Bul şu lanet olası aleti artık. Ya da gel topla boşları beynimden.Yerimden kalkamıyorum. Ne aralık içtim, bitirdim bunları ben? Ne aralık biriktiler bu kadar? Kımıldasam birine çarpıp, düşüyorum. Sesleme adımı, kayıbım. Uzaklığımdan gelemiyorum.
_Neredeymiş bil bakalım?
_ Çantanda mı?
Gülümsüyor mu ne? Sırf o böyle gülsün, gülebilsin diye, kaç gündür bu evde saçmalayıp duruyorum ben. Ki dilimin altında, kurşun gibi sustuklarım...
_Hı, çantadaymış.
İyi diyorum. Aranan şeyin bulunması ne güzel.

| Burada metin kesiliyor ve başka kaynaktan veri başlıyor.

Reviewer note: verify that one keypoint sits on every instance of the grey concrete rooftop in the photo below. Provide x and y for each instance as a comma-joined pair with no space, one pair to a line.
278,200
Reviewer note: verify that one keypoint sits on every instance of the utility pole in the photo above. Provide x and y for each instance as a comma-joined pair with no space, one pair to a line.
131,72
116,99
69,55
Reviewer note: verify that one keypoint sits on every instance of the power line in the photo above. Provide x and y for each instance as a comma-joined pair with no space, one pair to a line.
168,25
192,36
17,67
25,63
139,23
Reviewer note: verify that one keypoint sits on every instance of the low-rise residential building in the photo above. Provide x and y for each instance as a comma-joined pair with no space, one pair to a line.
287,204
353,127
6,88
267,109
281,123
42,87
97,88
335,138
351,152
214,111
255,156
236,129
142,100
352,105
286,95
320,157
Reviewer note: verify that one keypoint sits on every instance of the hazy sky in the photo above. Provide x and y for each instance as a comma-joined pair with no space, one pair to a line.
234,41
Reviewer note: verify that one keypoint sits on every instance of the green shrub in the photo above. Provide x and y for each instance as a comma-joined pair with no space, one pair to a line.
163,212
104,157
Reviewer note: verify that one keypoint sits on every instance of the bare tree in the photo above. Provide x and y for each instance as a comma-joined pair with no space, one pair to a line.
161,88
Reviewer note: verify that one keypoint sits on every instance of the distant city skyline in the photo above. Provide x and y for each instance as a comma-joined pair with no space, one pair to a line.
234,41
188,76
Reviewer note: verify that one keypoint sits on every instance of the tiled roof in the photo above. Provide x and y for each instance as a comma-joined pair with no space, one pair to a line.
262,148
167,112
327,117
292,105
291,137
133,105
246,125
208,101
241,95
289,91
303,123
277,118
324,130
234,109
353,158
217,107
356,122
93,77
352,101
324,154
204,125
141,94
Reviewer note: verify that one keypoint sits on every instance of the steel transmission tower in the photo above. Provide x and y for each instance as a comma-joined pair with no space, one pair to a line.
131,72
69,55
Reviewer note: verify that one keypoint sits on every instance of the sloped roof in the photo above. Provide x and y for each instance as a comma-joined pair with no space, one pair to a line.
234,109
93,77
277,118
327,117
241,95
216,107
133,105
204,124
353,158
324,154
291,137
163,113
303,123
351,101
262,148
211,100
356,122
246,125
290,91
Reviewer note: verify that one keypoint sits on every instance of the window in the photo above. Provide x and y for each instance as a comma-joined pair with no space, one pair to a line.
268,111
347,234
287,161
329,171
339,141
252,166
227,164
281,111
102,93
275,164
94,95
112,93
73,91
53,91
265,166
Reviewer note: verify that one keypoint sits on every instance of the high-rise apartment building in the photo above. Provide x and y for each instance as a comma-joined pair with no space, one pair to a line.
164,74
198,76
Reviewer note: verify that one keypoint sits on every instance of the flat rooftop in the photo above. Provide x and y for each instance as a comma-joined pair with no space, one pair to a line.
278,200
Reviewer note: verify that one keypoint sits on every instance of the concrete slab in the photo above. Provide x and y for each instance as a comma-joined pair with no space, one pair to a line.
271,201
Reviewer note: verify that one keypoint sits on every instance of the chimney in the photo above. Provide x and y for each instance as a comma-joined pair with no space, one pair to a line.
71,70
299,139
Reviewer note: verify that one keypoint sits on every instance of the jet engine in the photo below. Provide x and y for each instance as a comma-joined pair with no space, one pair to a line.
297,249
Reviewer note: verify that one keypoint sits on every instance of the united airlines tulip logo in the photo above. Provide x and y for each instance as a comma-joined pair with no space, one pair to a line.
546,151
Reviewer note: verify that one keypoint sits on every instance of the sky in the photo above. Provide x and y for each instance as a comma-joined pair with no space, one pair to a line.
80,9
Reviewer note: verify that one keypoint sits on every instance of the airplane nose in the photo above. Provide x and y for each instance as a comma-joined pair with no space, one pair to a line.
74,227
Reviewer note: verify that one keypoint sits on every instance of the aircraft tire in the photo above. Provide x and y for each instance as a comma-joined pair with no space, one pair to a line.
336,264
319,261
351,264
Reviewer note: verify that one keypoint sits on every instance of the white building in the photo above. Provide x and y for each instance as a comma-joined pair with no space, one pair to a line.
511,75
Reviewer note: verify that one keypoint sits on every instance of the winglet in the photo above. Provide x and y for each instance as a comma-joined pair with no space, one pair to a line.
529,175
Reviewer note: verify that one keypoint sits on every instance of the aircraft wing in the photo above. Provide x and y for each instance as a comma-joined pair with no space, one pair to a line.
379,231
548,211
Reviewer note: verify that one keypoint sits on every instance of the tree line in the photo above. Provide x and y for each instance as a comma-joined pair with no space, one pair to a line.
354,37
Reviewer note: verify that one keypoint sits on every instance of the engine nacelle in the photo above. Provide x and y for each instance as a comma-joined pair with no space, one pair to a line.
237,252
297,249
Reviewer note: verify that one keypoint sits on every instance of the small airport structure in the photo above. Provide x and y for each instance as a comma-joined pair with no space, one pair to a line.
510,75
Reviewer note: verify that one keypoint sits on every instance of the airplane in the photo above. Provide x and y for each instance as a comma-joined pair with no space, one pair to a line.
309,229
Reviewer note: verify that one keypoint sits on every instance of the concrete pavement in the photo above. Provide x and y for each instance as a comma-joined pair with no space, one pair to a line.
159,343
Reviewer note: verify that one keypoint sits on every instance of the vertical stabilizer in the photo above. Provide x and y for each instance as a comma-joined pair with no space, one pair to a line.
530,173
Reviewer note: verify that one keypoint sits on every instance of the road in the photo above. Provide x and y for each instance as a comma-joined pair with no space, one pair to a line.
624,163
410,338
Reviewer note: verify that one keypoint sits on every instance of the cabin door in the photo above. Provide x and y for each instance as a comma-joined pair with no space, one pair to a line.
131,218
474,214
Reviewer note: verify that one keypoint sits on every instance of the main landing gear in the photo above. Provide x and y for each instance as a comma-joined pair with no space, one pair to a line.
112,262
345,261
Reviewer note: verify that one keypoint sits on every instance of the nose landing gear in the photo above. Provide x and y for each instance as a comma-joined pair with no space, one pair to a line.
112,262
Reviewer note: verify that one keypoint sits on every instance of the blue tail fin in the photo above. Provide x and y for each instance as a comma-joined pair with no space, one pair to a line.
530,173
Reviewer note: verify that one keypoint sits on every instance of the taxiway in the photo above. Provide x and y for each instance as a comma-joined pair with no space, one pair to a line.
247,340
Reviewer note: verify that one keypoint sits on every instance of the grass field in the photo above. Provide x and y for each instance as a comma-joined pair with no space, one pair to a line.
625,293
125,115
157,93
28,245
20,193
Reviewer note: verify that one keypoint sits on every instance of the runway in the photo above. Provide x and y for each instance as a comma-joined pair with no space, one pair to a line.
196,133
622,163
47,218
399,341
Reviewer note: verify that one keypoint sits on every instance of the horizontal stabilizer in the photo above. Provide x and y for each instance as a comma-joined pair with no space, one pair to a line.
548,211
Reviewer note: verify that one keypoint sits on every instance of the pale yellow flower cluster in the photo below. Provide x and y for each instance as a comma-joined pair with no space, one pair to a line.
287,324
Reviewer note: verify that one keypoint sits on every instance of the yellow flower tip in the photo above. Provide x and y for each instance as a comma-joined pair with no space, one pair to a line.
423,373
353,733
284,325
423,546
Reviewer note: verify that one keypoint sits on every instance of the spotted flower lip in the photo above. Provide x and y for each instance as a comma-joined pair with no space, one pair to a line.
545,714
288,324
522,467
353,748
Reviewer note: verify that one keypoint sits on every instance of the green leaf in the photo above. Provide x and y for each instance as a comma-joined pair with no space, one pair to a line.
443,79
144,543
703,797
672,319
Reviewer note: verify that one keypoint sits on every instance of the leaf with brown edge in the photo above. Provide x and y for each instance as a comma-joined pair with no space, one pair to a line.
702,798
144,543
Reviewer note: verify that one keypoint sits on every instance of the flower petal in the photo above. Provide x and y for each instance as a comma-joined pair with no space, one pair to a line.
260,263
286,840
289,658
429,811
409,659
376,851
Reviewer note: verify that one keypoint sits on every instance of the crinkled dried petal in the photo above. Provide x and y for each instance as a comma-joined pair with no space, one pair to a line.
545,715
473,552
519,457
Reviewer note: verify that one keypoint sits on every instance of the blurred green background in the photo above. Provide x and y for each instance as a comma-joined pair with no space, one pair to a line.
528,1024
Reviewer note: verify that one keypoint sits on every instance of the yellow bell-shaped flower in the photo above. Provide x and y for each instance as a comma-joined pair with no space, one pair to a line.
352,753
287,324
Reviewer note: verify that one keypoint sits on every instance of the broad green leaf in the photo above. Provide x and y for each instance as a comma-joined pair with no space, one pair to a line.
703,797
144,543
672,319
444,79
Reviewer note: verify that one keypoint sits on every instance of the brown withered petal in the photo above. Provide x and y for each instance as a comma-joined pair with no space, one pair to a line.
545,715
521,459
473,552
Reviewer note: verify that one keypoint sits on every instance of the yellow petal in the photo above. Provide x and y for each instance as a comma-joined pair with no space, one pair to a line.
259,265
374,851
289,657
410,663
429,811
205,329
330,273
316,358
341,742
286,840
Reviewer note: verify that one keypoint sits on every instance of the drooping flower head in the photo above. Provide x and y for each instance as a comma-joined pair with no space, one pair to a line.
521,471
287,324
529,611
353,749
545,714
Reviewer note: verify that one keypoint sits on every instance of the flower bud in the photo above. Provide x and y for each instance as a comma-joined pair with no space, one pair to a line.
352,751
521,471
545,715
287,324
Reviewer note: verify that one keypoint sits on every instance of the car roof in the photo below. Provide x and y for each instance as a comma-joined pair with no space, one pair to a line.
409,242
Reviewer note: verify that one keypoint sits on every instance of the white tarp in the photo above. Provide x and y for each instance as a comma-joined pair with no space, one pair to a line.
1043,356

Son dediğimi duymaması gerekiyordu. Duydu. Yine öyle bakıyor yüzüme. Canı yanıyormuş gibi. Dişlerini sıkarmış gibi... Kendimi güçsüz hissediyorum. Güçsüz, zayıf, aptal ve kandırılmış ve bırakılmış ve eskitilmiş ve atılmış ve kaybedilmiş...
_Ne yazıyorsun?
Yazmıyorum, diyorum. Okuyordum.
_Ne okuyorsun?
_Yılanları.
_?
_Yılanları ve yılmayanları okuyorum.
Onun sabrınn eşiği benim acı eşiğimden de düşüktür. Hep öyleydi. Bundan sıkça yararlandım galiba.
Unuttuğunu varsaydığım sorusuna cila çekerken;
_Zirvesinde olurlarmış zehrin diyorum. Kabuk değiştirirken en tehlikeli zamanlarıymış yılanların. Biliyor muydun?
_Peki ya yılmayanlar, diyor. Sizin ne zamanmış, tehlikeli zamanınız?
Beklediğimden daha küçük tokat bu. Kolaylıkla savuşturabilirim.
Annem benim benzediğimi söyler babama, ama bence o, boşverişleriyle, küstahlığı okşayan zekasıyla daha çok benziyor. Bir evetinin içine onlarca reddi, tek bir hayırının içine yüzlerce kabulü sığdırabiliyor. Ya ben? Bir saliseye kaç doğum sığar, akrebin yelkovana değdiği yere kaç ölüm düşer, sayamam bile. Üşenirim. Yanılırım. Yanıtlarım silik düşer, sorularım titrektir benim. Kelimeler daha aklımdan geçerken titrerim. Bu günlerde dilim de sürçüyor. Harfleri kontrolüme alamıyorum. En fazla da esnerken. Ağzımdan çıkanı iki elimle zor tutuyorum.
_ Aşıkken diyorum. O yüzden sadece sevdiklerimiz kandırabilirlermiş bizi.
_Hıı, diyor; bilmiş bilmiş gülerken yine, Sizin ki yanılmak falan değil, düpedüz cesaret ödülü.
_Öyle görünüyor diyorum. Düşünsene, kendinden bile korkanlar, neye inanabilirler? İnsan inanmadığını nasıl sevebilir ki?
_Onların da akla yatkın mazeretleri vardır elbette, kendilerine sormak lazım.
_Sordum.
_Neymiş?
_Yaraları, diyorum. Bizden kalan yaralarıymış, soyundukları.